Bidelman arrived at Purdue with a science-heavy background in sound engineering after receiving his Bachelor of Science from the University of Michigan, and the T32 grant allowed him to continue on a research trajectory, focusing on applying the science to communication disorders. Since graduating with his PhD from Purdue SLHS, Bidelman has accumulated a long list of publications and awards, and he noted the experience on the training grant really served as a career accelerant.

“Because I was on the training grant, I was really able to craft my own research program and my research interests under the guidance of my mentors,” Bidelman said. “It allowed me to ask questions and pursue some research questions somewhat independently. I was not necessarily tethered to a research problem of my mentor. That allowed me to explore my own thoughts and questions.”

Elizabeth Erickson-DiRenzo

Elizabeth Erickson-DiRenzoPhoto provided

Like Bidelman, Elizabeth Erickson-DiRenzo, assistant professor at Stanford University, credits the T32 grant with helping her excel in her career. Erickson-DiRenzo currently studies techniques to improve the prevention and management of voice disorders in Stanford’s School of Medicine. Erickson-DiRenzo noted that it wasn’t just the dedicated research time that benefited her but also the training that prepared her for becoming a faculty member.

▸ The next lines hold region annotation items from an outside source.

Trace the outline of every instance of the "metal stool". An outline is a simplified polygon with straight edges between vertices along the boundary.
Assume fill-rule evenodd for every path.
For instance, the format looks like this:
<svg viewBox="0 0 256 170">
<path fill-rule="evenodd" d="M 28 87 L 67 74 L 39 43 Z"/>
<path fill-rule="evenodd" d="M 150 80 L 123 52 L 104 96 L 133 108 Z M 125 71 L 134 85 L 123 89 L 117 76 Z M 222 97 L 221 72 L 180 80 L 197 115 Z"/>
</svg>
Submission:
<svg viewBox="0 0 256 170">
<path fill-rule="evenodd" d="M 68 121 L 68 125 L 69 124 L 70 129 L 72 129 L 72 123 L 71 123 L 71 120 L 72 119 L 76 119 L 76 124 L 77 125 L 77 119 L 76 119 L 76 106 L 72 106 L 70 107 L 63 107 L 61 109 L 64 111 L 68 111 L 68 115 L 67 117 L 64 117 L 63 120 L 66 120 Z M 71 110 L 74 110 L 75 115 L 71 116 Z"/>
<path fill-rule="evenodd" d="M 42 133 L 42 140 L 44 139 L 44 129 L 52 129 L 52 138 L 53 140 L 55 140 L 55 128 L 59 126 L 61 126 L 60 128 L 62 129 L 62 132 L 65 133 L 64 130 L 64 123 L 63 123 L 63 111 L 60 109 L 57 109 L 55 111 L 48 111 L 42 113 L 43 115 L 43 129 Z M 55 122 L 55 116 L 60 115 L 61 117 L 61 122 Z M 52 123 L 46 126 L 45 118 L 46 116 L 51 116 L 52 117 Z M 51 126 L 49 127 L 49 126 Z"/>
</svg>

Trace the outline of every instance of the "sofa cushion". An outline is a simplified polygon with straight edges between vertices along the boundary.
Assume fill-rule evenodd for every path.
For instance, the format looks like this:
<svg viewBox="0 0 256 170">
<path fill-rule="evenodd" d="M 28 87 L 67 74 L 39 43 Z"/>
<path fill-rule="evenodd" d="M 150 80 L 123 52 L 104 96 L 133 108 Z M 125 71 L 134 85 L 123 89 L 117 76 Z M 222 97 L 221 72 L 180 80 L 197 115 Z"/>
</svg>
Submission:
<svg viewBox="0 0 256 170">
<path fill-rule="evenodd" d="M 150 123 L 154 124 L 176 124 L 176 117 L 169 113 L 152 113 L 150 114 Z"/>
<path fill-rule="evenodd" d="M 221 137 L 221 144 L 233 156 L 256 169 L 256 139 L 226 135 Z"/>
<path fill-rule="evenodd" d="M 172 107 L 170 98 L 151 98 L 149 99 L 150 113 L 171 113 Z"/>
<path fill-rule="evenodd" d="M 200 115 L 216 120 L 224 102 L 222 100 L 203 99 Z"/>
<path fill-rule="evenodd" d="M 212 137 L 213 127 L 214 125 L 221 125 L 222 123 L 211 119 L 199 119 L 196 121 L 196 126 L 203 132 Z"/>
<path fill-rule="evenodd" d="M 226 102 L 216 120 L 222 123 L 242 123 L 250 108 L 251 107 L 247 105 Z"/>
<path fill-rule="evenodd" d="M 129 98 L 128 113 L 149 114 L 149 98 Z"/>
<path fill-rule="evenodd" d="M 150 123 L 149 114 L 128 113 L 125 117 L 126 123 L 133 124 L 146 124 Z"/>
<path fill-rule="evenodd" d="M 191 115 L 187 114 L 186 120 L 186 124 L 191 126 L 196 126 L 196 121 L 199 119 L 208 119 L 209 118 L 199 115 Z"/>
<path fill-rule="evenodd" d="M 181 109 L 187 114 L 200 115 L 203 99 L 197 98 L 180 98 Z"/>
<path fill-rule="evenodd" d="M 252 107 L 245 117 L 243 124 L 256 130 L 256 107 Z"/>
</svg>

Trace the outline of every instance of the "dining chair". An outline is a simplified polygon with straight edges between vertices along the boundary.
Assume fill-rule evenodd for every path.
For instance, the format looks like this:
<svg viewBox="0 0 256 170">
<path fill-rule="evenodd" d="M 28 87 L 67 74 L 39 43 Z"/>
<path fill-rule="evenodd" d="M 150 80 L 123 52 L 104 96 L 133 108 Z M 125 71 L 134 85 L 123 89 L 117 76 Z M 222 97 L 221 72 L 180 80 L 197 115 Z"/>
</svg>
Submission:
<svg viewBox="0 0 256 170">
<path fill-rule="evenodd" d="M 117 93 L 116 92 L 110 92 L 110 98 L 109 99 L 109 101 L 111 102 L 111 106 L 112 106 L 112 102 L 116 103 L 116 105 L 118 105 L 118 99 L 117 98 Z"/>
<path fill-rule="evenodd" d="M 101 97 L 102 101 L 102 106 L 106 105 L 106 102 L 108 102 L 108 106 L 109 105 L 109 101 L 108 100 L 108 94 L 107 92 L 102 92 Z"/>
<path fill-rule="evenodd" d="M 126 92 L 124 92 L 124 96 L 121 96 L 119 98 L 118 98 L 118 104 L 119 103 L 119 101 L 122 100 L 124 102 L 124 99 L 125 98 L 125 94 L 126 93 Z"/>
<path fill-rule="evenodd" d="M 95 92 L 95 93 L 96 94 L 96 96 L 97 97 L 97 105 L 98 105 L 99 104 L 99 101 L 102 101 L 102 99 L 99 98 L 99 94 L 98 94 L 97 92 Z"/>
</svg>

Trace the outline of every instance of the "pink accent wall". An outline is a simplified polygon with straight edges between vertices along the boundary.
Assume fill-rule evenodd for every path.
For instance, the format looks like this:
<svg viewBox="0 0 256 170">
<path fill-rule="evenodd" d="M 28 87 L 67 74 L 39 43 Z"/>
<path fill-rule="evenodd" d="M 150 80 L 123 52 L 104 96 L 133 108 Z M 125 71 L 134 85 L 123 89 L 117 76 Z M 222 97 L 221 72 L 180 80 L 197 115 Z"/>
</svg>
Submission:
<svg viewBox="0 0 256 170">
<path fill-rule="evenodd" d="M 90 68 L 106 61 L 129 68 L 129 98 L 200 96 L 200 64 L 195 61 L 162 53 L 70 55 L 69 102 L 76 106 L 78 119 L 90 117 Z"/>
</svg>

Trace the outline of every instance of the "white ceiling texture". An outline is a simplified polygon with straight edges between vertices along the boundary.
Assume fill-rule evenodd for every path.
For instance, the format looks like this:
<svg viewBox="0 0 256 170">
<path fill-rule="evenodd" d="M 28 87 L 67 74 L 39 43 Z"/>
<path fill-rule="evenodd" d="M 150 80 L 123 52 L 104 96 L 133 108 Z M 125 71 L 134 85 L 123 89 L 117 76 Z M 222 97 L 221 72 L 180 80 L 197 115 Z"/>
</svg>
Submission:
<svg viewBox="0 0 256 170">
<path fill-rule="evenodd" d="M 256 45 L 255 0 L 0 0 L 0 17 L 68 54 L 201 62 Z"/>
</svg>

“That training is the key component, and the training is extensive,” Erickson-DiRenzo said. “It’s about how to create a programmatic line of research, how to design a study, how to do it with the correct controls and ethically.”

After Erickson-DiRenzo graduated from Purdue with her PhD in 2012, she completed a postdoctoral fellowship at the University of Wisconsin, where she was also funded by a T32 grant. Now, Erickson-DiRenzo is seeing her experience with the T32 grant come full circle as she gets ready to begin her first mentorship role under Stanford’s training grant this summer.

“Going into this mentorship opportunity, I have a better understanding of what good training entails,” Erickson-DiRenzo said. “I did not fully appreciate a decade ago when I was on this grant how the training I was receiving was critical to success in all aspects of academic life. It is clear what the faculty put into their trainees in terms of giving them a truly well-rounded experience.”

The Department of Speech, Language, and Hearing Sciences is one of only nine schools to have received this grant for 30 years or more, included among Harvard Medical School, the University of Michigan and the University of Washington.

“Purdue is very fortunate to have a training grant,” Bidelman said. “Not all institutions do or can support it. They’ve done it right for the better part of three decades, and it’s created some fabulous scientists in the speech and hearing field. I can’t say enough good things about it.”